The Allens AI Australian law benchmark

The future of law

Will Gen AI take the place of the human lawyer?

Lawyers still needed—but AI assisted lawyers will excel

While our results demonstrate that the current cohort of LLMs still fall short of the critical analysis skills necessary to provide quality legal advice consistently, they also demonstrate that—for a significant portion of the time—they can provide impressive responses that can supplement and elevate lawyers' skills. We see room for GenAI's performance in the legal sphere to continue to improve, but some limitations remain (and in some respects, have gotten worse), and may be inherent to LLMs.

Coupled with our own experience leveraging many of these tools, our 2025 test results confirm that LLMs are good at:

  • Streamlining routine writing tasks by generating initial drafts for correspondence and legal drafting.
  • Distilling complex information into concise summaries through analysis of materials across various modalities.
  • Conducting high-level legal research in general practice areas without needing specific citations, especially in well-understood, internationally harmonised areas of law.

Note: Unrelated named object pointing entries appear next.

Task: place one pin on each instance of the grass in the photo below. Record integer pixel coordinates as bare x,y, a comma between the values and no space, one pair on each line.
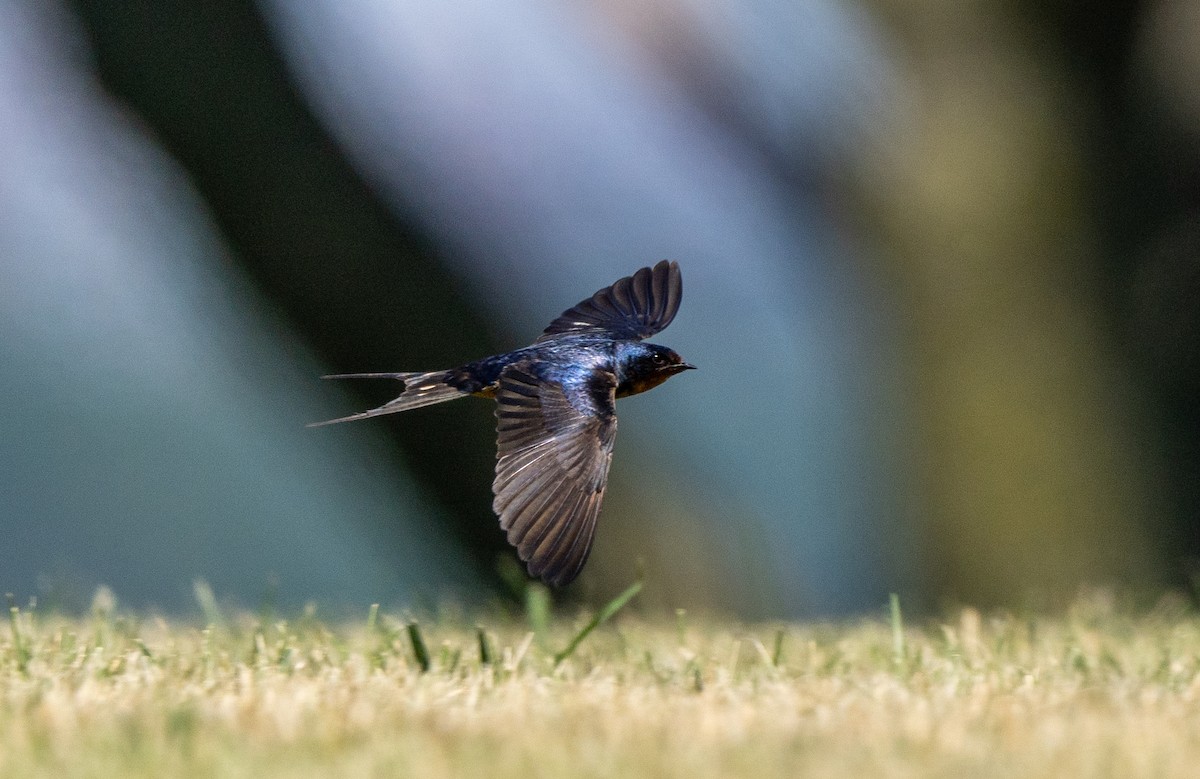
1096,691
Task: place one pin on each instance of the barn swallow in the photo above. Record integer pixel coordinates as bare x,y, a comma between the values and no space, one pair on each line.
556,412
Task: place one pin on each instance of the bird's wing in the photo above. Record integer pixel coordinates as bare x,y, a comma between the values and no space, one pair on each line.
633,309
555,445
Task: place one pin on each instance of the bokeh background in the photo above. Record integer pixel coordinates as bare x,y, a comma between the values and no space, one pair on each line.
941,268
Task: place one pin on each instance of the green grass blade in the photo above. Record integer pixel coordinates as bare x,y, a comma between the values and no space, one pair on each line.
898,646
601,617
419,649
486,655
538,612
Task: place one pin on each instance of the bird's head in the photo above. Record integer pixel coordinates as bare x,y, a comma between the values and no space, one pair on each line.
642,366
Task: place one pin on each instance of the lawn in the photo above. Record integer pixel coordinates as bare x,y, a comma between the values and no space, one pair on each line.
1098,690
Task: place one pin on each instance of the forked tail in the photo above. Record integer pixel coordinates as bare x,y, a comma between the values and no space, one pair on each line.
420,389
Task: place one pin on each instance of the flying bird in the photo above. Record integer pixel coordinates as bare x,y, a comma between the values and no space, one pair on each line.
557,412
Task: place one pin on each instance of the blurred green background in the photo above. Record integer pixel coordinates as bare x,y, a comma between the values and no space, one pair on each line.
941,268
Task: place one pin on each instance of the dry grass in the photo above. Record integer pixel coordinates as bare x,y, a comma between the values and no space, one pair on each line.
1095,693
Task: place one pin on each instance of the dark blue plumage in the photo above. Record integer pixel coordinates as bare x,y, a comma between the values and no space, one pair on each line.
556,412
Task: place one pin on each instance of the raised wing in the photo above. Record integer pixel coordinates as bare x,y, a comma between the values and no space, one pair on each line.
555,445
633,309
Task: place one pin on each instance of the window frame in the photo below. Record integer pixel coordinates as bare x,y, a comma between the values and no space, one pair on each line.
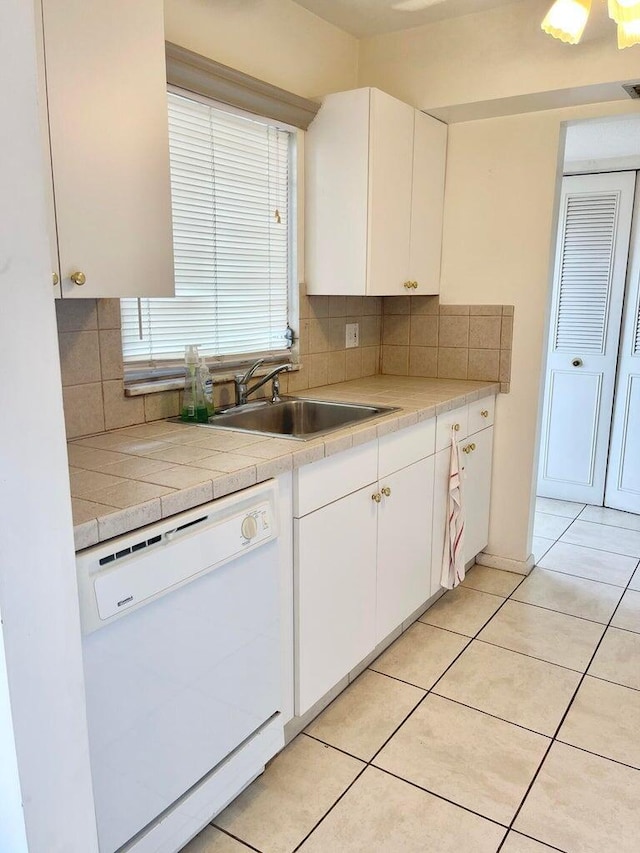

Based on our test results, however, LLMs lack the precision to differentiate legal from other contexts, or to identify the specific legal context required without extensive prompting. This limitation appears to be inherent, and is likely to mean that LLMs, in the legal context, are only safe to use in the hands of people who already have legal expertise. The current batch of LLMs also cannot convey the uncertainty inherent in legal analysis—though this is something that could potentially be addressed through targeted tuning.

Technology also won't replace many of the human elements of being a great lawyer—judgement, intuition and critical and innovative thinking, just to name a few, which remain central to the roles played by lawyers whether in private practice, public service or in-house.

Ongoing improvement of LLM technology

Since we completed our 2025 Allens AI Australian law benchmark testing, new iterations of existing LLMs have emerged (such as GPT-4.1 and OpenAI o4-mini released in April 2025, Claude 4.0 Sonnet released in May 2025, and Gemini 2.5 released in March 2025), with ongoing advances from other LLM developers not included in the test, such as Grok.

As an ongoing project, Allens continually monitors these new developments and welcomes discussions with any clients interested in the subject.

Speciality models and 'hybrid search'

While our benchmark focuses on each LLM's capacity to provide legal advice in response to legal problem questions as a proxy for each LLM's overall utility, the last 12 months have also seen an increasing number of new products specifically designed for use by lawyers.

For example, a number of providers are now developing and launching products specifically trained on vetted legal content (eg databases of cases, law and guidance—though often they're focused on US law) and designed to only base their conclusions on that content. Developers have also begun tackling the citation problem by adopting 'hybrid search' techniques that combine LLM response with links to substantiating vetted sources, in addition to beginning to integrate multi-model functionality into their solutions. Over time, this may enable lawyers to leverage the ‘best’ LLM for the particular legal use case to help optimise results.

Other providers have focused on tailoring their user experience to existing law firm workflows. AI-powered 'legal assistants' now perform specific comms tasks, such as summarising sets of documents and searching databases.